Problem: Effective code retrieval is essential for improving code generation, bug fixing, and software maintenance, especially as software complexity grows. Although current code embedding models work well for smaller tasks, they often struggle with real-world challenges like finding bugs in GitHub repositories. This may be due to the noisy, inconsistent data used in their training, which limits their ability to generalize.
Contribution: To tackle this, we introduce CoRNStack, a large-scale, high-quality training dataset designed specifically for code retrieval across multiple programming languages. CoRNStack is curated to remove noisy data and includes challenging examples that improve learning. The dataset, which comprises instances of the form of <query, positive, negatives>, supports training code retrieval and reranking models.
Results: With contrastive training on CoRNStack, our code retriever model (CodeRankEmbed) achieves state-of-the-art results across diverse code retrieval tasks. Our fine-tuned reranking model (CodeRankLLM) further enhances the quality of retrieved results, and when combined with our code retriever, it significantly improves the accuracy of finding relevant functions in GitHub issues—a key need in real-world software development.

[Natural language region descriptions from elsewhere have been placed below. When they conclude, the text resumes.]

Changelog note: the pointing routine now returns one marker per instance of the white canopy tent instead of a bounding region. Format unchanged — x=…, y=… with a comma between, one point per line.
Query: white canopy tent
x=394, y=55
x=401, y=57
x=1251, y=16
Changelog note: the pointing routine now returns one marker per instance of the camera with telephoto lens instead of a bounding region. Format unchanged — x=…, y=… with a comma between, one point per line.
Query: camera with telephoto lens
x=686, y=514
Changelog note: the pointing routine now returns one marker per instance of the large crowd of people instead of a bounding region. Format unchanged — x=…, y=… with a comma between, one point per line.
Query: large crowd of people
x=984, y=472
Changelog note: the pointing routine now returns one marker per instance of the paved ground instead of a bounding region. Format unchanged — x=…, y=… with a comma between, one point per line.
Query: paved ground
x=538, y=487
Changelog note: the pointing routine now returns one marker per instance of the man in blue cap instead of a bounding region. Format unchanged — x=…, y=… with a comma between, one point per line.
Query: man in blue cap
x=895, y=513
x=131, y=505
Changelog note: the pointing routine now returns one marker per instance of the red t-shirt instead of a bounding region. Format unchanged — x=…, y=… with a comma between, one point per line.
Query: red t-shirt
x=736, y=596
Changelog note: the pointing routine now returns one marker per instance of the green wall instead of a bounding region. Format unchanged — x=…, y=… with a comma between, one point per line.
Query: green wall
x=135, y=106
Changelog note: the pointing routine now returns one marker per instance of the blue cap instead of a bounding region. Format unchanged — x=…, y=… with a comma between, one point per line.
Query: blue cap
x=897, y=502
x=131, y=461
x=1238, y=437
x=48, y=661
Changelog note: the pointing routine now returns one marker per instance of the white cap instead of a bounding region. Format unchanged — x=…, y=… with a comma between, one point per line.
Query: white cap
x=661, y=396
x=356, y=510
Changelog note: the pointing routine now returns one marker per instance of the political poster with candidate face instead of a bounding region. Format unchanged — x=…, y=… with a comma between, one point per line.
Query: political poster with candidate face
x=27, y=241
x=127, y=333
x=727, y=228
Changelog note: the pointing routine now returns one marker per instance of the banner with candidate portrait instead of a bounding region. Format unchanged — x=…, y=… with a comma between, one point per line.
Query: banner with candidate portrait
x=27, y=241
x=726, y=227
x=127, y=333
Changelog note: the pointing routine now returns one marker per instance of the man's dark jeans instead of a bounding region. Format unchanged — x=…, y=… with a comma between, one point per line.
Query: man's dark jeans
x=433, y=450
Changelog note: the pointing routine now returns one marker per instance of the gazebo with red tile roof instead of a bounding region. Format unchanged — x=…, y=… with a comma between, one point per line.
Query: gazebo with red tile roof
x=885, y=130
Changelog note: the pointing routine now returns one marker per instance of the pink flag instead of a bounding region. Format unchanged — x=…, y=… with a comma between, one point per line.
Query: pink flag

The effectiveness of code embedding models depends heavily on the quality of their training data, which comes in the form of triples: a query, a relevant (positive) example, and unrelated (negative) examples. Training with high quality positives with hard negatives, examples that are similar to the positives but don't answer the query correctly, results in high performing code embedding models. Directly using open-source code data like The Stack v2 for this purpose can introduce mismatched or mislabeled pairs, which weakens model performance. To address this, we propose a two-step filtering method that selects the most relevant positives based on similarity scores and adds a diverse range of hard negatives. We call this curated dataset as CoRNStack, short for Consistency filtering and Robust Negatives for enriching The Stackv2.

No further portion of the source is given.